Australia Experiences Modest Increase in Productivity, But Continues to Struggle with Long-Term Growth

Australia’s recently improved labor productivity has been a welcome news for the country, but the Productivity Commission remains cautious due to nearly a year of low productivity. According to the Productivity Commission’s Dec. 20 bulletin, labor productivity increased by 0.9 percent in the September quarter, the first growth since March 2022. However, over the 12 months to September 2023, labor productivity was still down by 2.1 percent.

The increase in productivity has been attributed to a 0.7 percent decline in hours worked, along with a slight 0.2 percent increase in GDP during the September quarter. This growth in productivity has helped in labor productivity slightly recovering. However, it has only raised productivity back to 2019 levels, reflecting inflation and the bursting of the “pandemic bubble” as workers returned to “low productivity” sectors such as hospitality after the easing of pandemic measures.
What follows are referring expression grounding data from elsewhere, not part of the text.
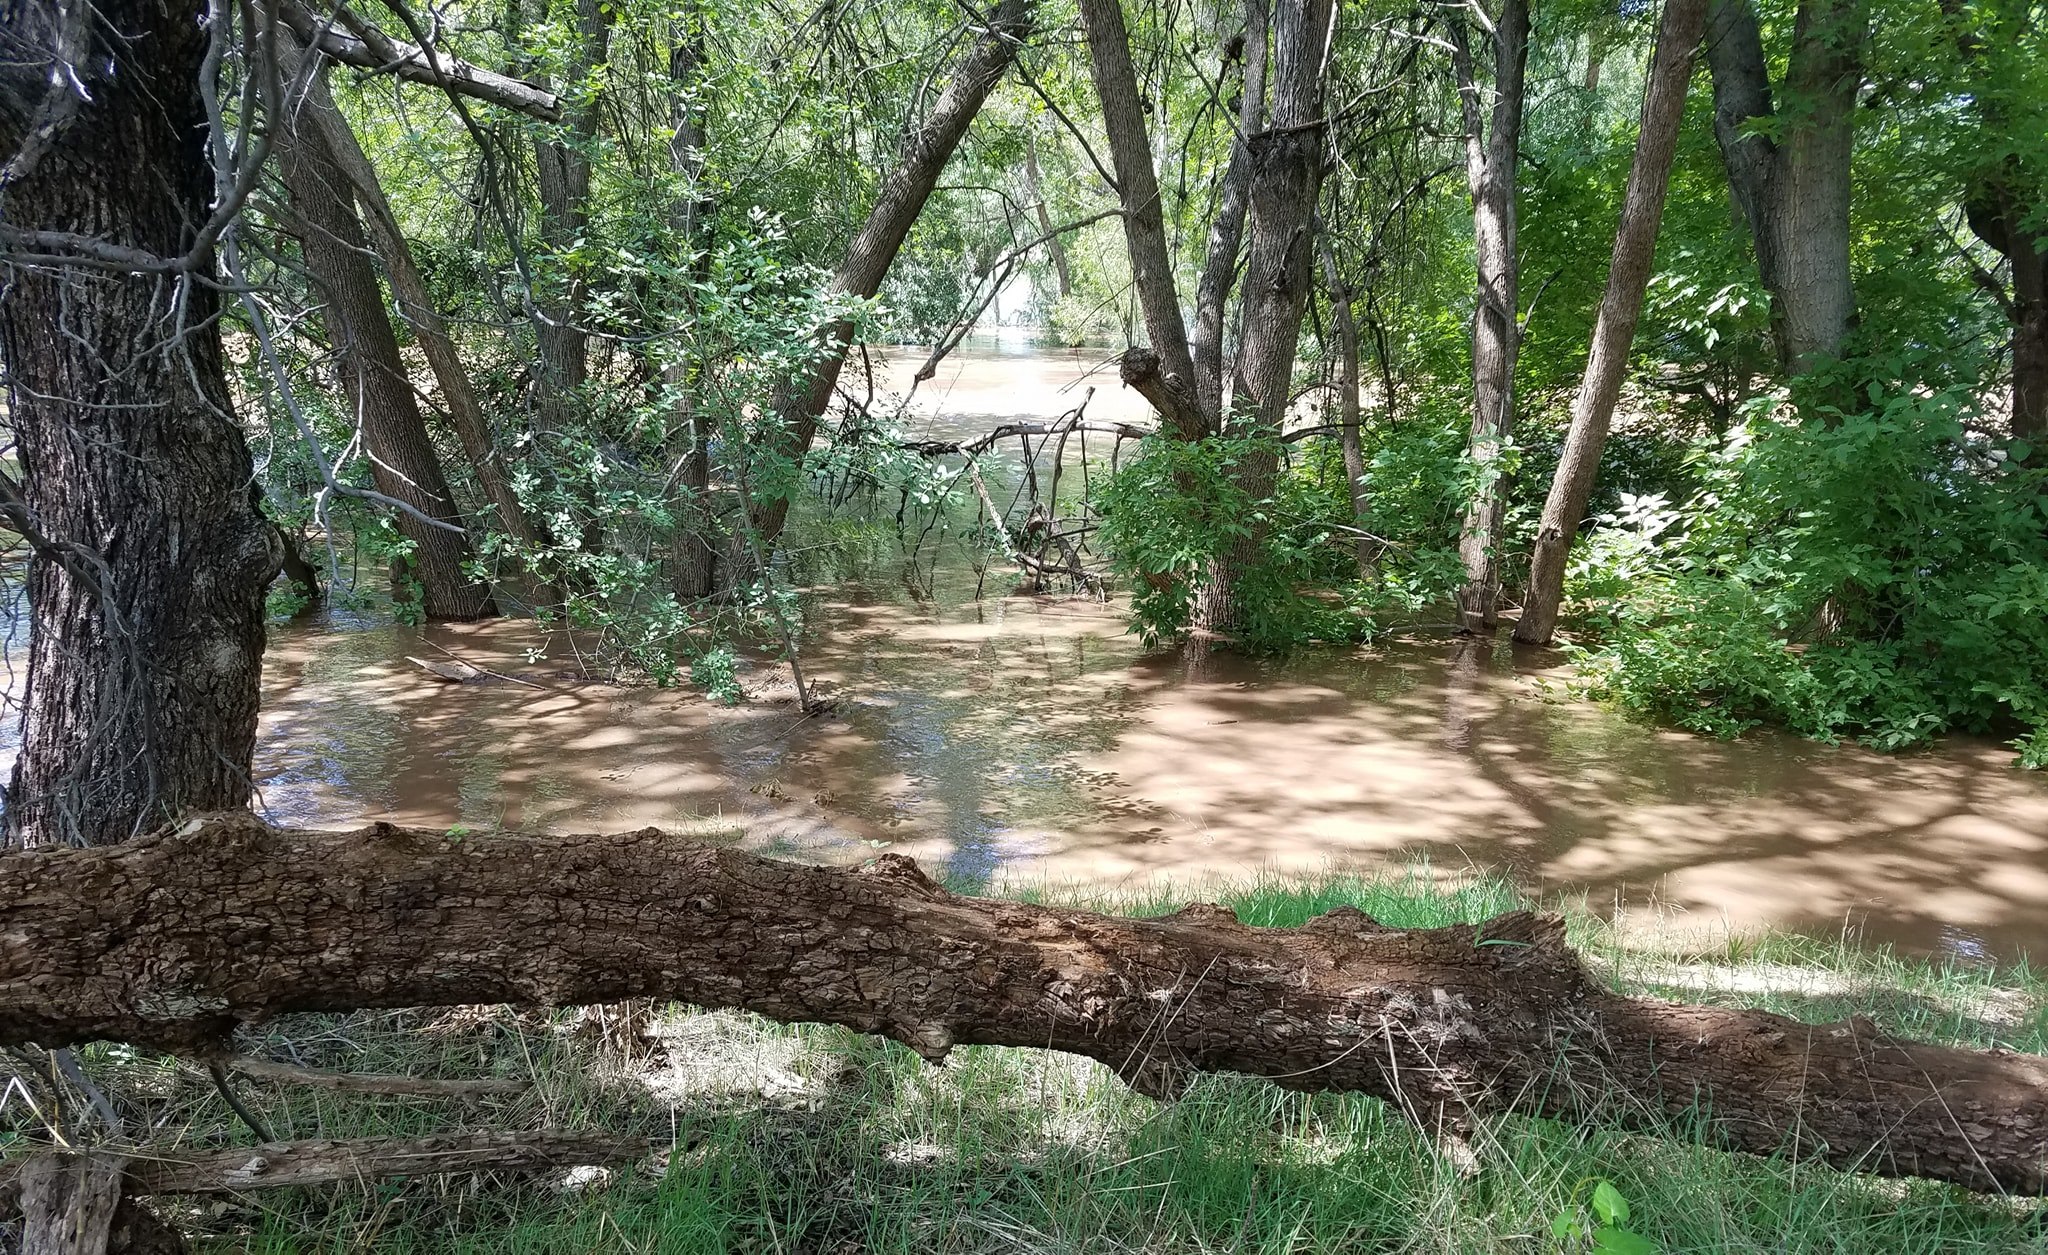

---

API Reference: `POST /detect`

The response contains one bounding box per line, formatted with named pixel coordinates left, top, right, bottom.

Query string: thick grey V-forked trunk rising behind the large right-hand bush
left=1706, top=0, right=1870, bottom=375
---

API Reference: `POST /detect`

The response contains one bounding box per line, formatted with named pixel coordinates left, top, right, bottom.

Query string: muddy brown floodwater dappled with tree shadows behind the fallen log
left=258, top=339, right=2048, bottom=958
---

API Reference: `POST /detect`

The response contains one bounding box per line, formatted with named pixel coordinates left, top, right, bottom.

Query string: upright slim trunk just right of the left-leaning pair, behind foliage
left=532, top=0, right=610, bottom=432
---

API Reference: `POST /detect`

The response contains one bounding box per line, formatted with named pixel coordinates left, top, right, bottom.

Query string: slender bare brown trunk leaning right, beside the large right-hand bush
left=1516, top=0, right=1708, bottom=645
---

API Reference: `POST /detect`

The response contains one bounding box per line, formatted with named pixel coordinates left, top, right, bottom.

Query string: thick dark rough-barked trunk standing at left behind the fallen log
left=0, top=0, right=279, bottom=846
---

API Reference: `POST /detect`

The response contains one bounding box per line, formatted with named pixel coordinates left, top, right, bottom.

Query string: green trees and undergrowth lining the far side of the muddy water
left=123, top=0, right=2015, bottom=766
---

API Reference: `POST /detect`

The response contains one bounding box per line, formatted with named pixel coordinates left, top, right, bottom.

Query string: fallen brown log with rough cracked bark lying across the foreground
left=0, top=813, right=2048, bottom=1194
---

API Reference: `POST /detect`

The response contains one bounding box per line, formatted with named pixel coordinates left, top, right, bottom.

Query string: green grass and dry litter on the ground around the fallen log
left=28, top=868, right=2048, bottom=1255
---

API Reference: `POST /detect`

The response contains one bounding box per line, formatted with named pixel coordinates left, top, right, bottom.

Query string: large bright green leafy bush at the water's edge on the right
left=1571, top=364, right=2048, bottom=766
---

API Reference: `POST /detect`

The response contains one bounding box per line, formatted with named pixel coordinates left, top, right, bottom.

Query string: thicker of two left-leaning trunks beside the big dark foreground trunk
left=276, top=57, right=496, bottom=618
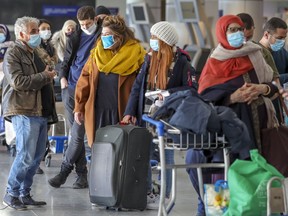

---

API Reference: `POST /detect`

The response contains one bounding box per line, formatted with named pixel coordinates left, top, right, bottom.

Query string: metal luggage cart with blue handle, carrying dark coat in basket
left=142, top=115, right=230, bottom=216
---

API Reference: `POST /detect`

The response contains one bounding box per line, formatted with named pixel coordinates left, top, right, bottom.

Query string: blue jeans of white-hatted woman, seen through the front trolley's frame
left=148, top=140, right=175, bottom=198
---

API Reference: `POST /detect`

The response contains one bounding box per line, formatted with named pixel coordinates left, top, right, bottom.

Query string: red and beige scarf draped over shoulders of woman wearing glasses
left=198, top=42, right=273, bottom=93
The Commission’s Deputy Chair Alex Robson stated that the slight spike in productivity does not signal a return to healthy long-term productivity growth, with Australia’s productivity returning to 2019 levels not being a cause for complacency. The recovery is a further sign that sustainable long-term productivity growth requires policy reforms to address the underlying weaknesses.

According to the Productivity Commission, Australia had a record high labor force participation rate and low unemployment, leading to previously marginal workers entering the workforce, and easing pressure on productivity. Investment increased sufficiently to return capital-labor ratios to pre-pandemic levels, which is a welcome development as weak productivity growth before the pandemic has continued as Australia recovers from the pandemic.
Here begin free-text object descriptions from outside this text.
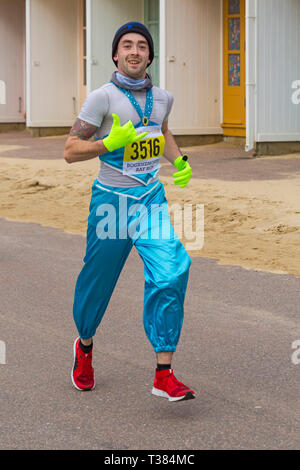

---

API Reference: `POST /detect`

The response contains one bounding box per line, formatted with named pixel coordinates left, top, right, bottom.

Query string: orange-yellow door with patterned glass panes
left=221, top=0, right=246, bottom=137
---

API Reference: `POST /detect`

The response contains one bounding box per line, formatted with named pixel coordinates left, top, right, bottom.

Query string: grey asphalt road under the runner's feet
left=0, top=220, right=300, bottom=450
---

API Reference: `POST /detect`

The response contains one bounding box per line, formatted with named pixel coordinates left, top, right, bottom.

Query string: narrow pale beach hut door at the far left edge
left=0, top=0, right=25, bottom=123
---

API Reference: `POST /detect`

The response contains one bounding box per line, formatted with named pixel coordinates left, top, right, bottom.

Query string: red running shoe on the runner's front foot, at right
left=152, top=369, right=195, bottom=401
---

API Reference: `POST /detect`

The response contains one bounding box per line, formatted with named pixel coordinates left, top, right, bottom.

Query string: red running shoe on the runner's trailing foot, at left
left=71, top=338, right=95, bottom=390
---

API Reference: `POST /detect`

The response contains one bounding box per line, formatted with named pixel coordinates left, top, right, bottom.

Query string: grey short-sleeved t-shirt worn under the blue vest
left=78, top=83, right=173, bottom=187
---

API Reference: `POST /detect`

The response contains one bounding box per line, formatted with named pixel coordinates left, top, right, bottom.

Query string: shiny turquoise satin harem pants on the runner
left=73, top=180, right=191, bottom=353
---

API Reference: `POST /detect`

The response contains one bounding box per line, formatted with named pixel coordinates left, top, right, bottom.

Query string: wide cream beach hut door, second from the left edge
left=26, top=0, right=80, bottom=128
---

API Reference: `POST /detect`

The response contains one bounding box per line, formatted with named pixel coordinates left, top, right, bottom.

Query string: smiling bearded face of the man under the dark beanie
left=114, top=33, right=150, bottom=80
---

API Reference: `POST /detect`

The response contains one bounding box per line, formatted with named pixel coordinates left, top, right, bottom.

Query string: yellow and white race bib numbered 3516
left=123, top=126, right=165, bottom=175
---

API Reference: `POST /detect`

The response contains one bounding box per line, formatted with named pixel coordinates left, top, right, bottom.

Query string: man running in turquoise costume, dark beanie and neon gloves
left=64, top=22, right=195, bottom=401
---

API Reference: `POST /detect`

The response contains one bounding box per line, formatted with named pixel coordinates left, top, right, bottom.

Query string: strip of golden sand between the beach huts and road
left=0, top=157, right=300, bottom=276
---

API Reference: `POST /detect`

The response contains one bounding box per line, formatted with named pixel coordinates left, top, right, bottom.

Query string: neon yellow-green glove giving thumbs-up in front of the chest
left=103, top=113, right=148, bottom=152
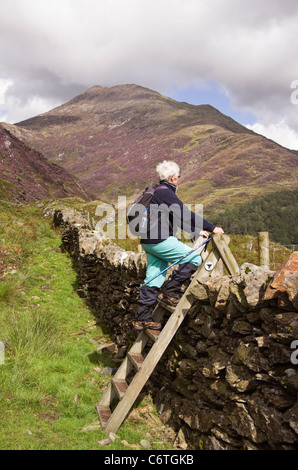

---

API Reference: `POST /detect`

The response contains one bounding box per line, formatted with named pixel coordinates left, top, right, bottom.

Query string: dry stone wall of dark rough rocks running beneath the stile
left=54, top=209, right=298, bottom=450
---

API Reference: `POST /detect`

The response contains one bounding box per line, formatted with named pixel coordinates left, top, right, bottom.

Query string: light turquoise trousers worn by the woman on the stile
left=142, top=237, right=202, bottom=288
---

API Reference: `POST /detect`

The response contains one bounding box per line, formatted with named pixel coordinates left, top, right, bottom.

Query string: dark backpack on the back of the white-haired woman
left=126, top=184, right=169, bottom=236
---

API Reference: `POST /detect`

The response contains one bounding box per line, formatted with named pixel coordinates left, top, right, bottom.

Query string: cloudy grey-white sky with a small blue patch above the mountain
left=0, top=0, right=298, bottom=149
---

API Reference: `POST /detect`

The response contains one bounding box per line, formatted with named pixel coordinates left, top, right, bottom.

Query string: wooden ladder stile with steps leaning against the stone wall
left=96, top=235, right=239, bottom=433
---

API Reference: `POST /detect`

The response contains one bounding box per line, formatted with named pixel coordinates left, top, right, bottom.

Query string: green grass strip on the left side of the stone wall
left=0, top=203, right=175, bottom=450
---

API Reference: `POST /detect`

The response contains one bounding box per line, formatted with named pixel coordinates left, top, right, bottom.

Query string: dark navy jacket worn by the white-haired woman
left=141, top=181, right=215, bottom=244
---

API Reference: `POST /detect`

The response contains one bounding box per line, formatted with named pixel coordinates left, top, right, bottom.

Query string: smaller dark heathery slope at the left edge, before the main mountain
left=0, top=124, right=90, bottom=203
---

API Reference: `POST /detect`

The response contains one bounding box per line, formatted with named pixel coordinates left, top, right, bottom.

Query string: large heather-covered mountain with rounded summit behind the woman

The Reserve Bank of Australia (RBA) highlighted that Australia’s post-pandemic productivity performance depended on various factors such as slowing global trade growth, the slowing of knowledge spillovers, climate change, natural disasters, transition to renewables, the impact of COVID-era technologies, and demographic changes. The RBA also mentioned that wages growth forecasts are consistent with inflation returning to the RBA’s target band if productivity growth returns to its pre-pandemic trend. However, recent productivity outcomes have been weaker than this, posing a key risk to the economic outlook.
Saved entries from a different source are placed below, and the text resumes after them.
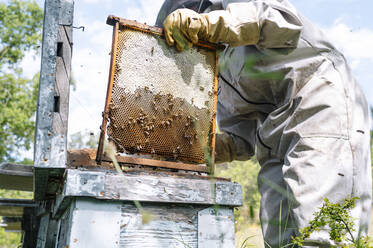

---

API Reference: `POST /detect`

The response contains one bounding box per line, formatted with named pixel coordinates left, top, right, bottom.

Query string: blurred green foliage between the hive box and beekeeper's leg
left=216, top=160, right=260, bottom=228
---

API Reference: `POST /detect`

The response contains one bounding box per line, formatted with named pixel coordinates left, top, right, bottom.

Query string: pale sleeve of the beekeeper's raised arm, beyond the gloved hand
left=202, top=0, right=302, bottom=48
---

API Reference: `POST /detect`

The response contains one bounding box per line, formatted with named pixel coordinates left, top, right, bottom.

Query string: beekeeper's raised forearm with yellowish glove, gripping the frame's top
left=164, top=0, right=302, bottom=51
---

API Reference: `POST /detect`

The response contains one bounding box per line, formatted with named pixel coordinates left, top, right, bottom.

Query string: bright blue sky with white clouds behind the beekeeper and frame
left=22, top=0, right=373, bottom=141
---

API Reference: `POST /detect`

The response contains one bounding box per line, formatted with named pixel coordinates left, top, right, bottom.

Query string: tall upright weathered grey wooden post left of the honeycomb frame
left=34, top=0, right=74, bottom=200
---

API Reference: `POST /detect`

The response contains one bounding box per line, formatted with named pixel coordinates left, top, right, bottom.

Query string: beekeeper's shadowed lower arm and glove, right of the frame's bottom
left=215, top=103, right=256, bottom=163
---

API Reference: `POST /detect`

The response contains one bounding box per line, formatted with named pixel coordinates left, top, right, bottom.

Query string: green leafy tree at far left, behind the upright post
left=0, top=0, right=43, bottom=162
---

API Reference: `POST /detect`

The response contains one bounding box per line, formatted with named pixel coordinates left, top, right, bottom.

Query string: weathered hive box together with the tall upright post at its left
left=18, top=0, right=242, bottom=248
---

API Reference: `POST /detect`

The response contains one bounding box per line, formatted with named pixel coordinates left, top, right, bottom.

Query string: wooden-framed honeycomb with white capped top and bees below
left=97, top=17, right=217, bottom=170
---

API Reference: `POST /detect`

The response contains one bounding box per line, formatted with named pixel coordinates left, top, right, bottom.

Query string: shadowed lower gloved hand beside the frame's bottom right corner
left=215, top=133, right=235, bottom=164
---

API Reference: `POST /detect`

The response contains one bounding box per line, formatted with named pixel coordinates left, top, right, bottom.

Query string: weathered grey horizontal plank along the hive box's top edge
left=57, top=169, right=242, bottom=207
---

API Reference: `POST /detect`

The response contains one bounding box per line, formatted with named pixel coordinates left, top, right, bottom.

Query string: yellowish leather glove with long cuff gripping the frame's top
left=163, top=4, right=259, bottom=51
In March, federal Treasurer Jim Chalmers stated that Australians would need to work two extra hours in the future while earning 40 percent less if the country wanted to improve productivity levels. Productivity is a measure of the rate at which output of goods and services is produced per unit of input, such as labor, capital, and raw materials. Factors affecting productivity growth include technological improvements, economies of scale, workforce skills, management practices, capital, competitive pressures, and the stage of the business cycle. These factors will need to be addressed in order to achieve sustainable and healthy long-term productivity growth in Australia.